Monday, November 28, 2005

Happy One-Sixth of Your Year

And so we now get to deal with more than a month of holiday-themed commercials and jingles and print ads and incessant Christmas music and movies to the point where one wants to cap oneself. Don't get me wrong -- I enjoy Christmas as much as the next guy. However, I like that it's only 12/25. Or only December. I don't like that it's now a two-month season and by the time it's over it feels like the South after the Civil War around here or Salt Lake City after the Olympic games. That is to say, spent.

It all really begins now right after Halloween. You go into a drugstore or mall in early November and there's Christmas shit everywhere. Christmas carols playing nonstop. But that's just the beginning. When I was a kid, a couple of New York radio stations began playing 24 hours of Christmas music from Christmas Eve through Christmas Day. Well, that's nice. I like that. It's sort of like the yule log but on the radio. Well, then some jackass had the bright idea to extend it to more than 24 hours. But it wasn't like we went from 24 hours to 48 hours or a week or something. No, we went straight to six fuckin' weeks of Christmas music. And, again, don't get me wrong. Hearing a nifty Christmas tune tucked in with other adult contemporary music is nice as you're driving home from work. But when radio stations change their goddamn format, as is the case of 106.7 Lite FM in New York the past couple of years, well, that's just a little bit ridiculous. You know when they went to 24/7 Christmas music this year? I'm really not sure because it happened so early, I wasn't even prepared to keep my ears open for it yet. I first noticed it on November 17. Do we really need five or six weeks of constant Christmas music? Who is in the mood on November 17? And, really, what ever happened to Thanksgiving? It's really just part of Christmas at this point. I remember as a kid they had Santa at the end of the Thanksgiving Day Parade and they always said the season officially began with that and I always remember us thinking, man, that's a long way off; how silly. But now it's begun even before Santa gets his ass off the beach at the end of August! How much longer before Christmas swallows up Halloween as well?

Back to the overload. Perhaps the most annoying aspect of Christmas commercialism has been the advent in recent years of those effing Lexus commercials. Oh, yes, you know the ones. The same goofy-ass jingle plays every year. It's very effective -- without even looking up at the TV I am immediately pissed off. This season, one of the commercials shows a haughty, well-to-do woman shopping online for random things, among them a sweater. Then she sees a Lexus and decides to get that instead. Must be nice to have that kind of financial flexibility. Either she's one of those housebound wives who have zero concept of what things cost, or her husband makes so much she doesn't even care. Or maybe it's a commentary on the nature of severely in-debt Americans. The very concept of buying your 35-year-old spouse a Lexus (as a surprise) for Christmas is insulting to many.
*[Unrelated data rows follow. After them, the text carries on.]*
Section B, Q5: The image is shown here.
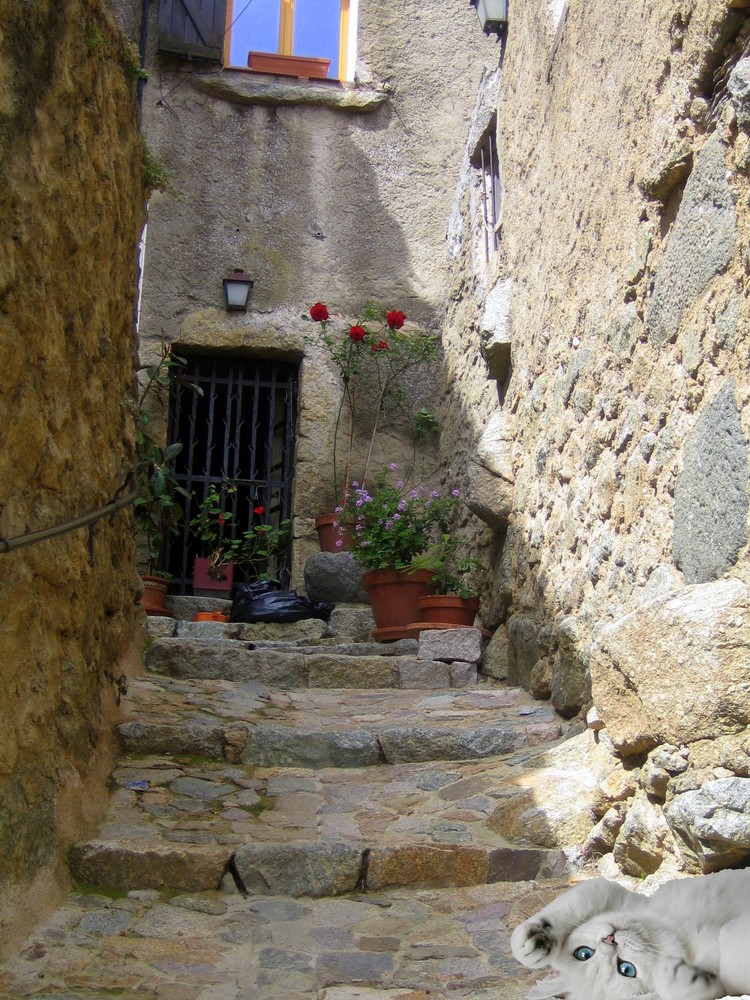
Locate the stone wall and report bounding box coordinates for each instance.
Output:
[0,0,143,948]
[444,0,750,874]
[135,0,497,588]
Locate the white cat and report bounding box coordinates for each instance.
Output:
[511,869,750,1000]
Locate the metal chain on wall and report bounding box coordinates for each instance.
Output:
[0,462,142,554]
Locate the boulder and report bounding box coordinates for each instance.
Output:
[664,778,750,872]
[590,579,750,754]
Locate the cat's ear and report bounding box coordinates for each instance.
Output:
[528,972,567,1000]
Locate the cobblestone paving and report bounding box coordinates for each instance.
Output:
[0,882,568,1000]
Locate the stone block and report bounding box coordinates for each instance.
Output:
[481,625,508,681]
[664,778,750,872]
[418,628,484,663]
[590,579,750,754]
[305,552,369,604]
[647,134,737,346]
[328,604,375,642]
[367,844,489,892]
[728,59,750,128]
[673,379,748,583]
[234,844,362,898]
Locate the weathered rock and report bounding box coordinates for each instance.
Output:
[550,615,591,718]
[68,840,231,892]
[613,791,674,878]
[647,135,737,345]
[664,778,750,871]
[482,625,509,681]
[487,768,595,848]
[366,844,489,892]
[507,613,541,690]
[117,720,225,760]
[378,725,524,764]
[674,382,750,583]
[591,579,750,753]
[241,725,383,768]
[328,604,375,642]
[418,628,484,663]
[728,59,750,128]
[234,844,362,897]
[228,618,328,643]
[305,552,369,604]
At least last year they seemed to begin to realize the backlash they were getting and tried to poke a little fun at themselves. In one, the guy couldn't successfully do the red bow; in another, the husband puts the Lexus SUV next to the tree in the living room and when his wife sees it, she's more intrigued by how he got it into the house than the fact that he just gave her a $45K luxury sport-ute. They definitely need to continue in this direction or else people (led by me) are going to begin torching Lexus dealerships. I'll give you a freakin' December to remember, bitches.